Market Comment
Mortgage bond prices finished the week slightly higher which put a little downward pressure on rates. Equities remained generally positive even amid the US government shutdown. MBS prices traded within a very narrow range with a slight positive bias. The government data was delayed while a few other releases supported the overwhelming sentiment that the Fed will cut rates later this month to spur the economy. Consumer confidence was 94.2 vs 96. The FHFA House Price Index fell 0.1% vs the expected 0.1% increase. ISM index was 49.1 vs 49. ADP employment fell 32K vs up 50K. Mortgage interest rates finished the week better by approximately 1/8 to 1/4 of a discount point.
LOOKING AHEAD
| Economic Indicator | Release Date & Time | Consensus Estimate | Analysis |
| Trade Data | Tuesday, Oct. 7, 8:30 am, et | $61B deficit | Important. Affects the value of the dollar. A falling deficit may strengthen the dollar and lead to lower rates. |
| 3-year Treasury Note Auction | Tuesday, Oct. 7, 1:15 pm, et | None | Important. Notes will be auctioned. Strong demand may lead to lower mortgage rates. |
| Consumer Credit | Tuesday, Oct. 7, 3:00 pm, et | $14.2B | Low importance. A significantly large increase may lead to lower mortgage interest rates. |
| 10-year Treasury Note Auction | Wednesday, Oct. 8, 1:15 pm, et | None | Important. Notes will be auctioned. Strong demand may lead to lower mortgage rates. |
| Fed Minutes | Wednesday, Oct. 8, 2:00 pm, et | None | Important. Details of the last Fed meeting will be thoroughly analyzed. |
| Weekly Jobless Claims | Thursday, Oct. 9, 8:30 am, et | 230K | Important. An indication of the employment situation. Weakness may lead to lower rates. |
| 30Y Treasury Bond Auction | Thursday, Oct. 9, 1:15 pm, et | None | Important. Bonds will be auctioned. Strong demand may lead to lower mortgage rates. |
| U of Michigan Consumer Sentiment | Friday, Oct. 10, 10:00 am, et | 55 | Important. An indication of consumers’ willingness to spend. Weakness may lead to lower mortgage rates. |
All About the U.S.
The United States takes center stage as the global economy looks to see the effects of the recent shutdown coupled with the path the Fed takes to cut rates and stimulate growth. The data in the months ahead will likely garner more attention and we have a few releases heading our way this week. Mortgage interest rates generally respond well to moderate growth with little price pressures. The big uncertainty with the US Government data is whether we will see results soon or if they will be continually delayed. The financial markets so far have all but shrugged off the impacts of the shutdown as stocks pushed higher and bonds remained steady. That could change if the shutdown lengthens.

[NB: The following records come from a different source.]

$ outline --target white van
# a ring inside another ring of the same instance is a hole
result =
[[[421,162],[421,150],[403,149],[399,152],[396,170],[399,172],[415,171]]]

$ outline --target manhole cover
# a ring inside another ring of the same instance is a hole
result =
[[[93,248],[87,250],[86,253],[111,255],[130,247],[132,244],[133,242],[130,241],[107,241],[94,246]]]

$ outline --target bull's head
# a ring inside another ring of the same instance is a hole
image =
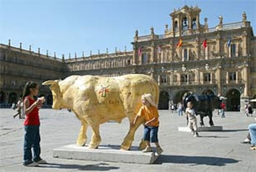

The data isn’t the only thing pushing the financial markets up and down. Fed intervention remains very much in the forefront. The Fed is expected to cut rates again at the October 28/29th meeting. However, Fed Chair Powell continues to warn of the possibility of inflation tied to tariffs and some express concerns the Fed could hold until they see the actual data that has not yet been released. Therefore, a cautious approach to float/lock decisions is wise during this period of uncertainty.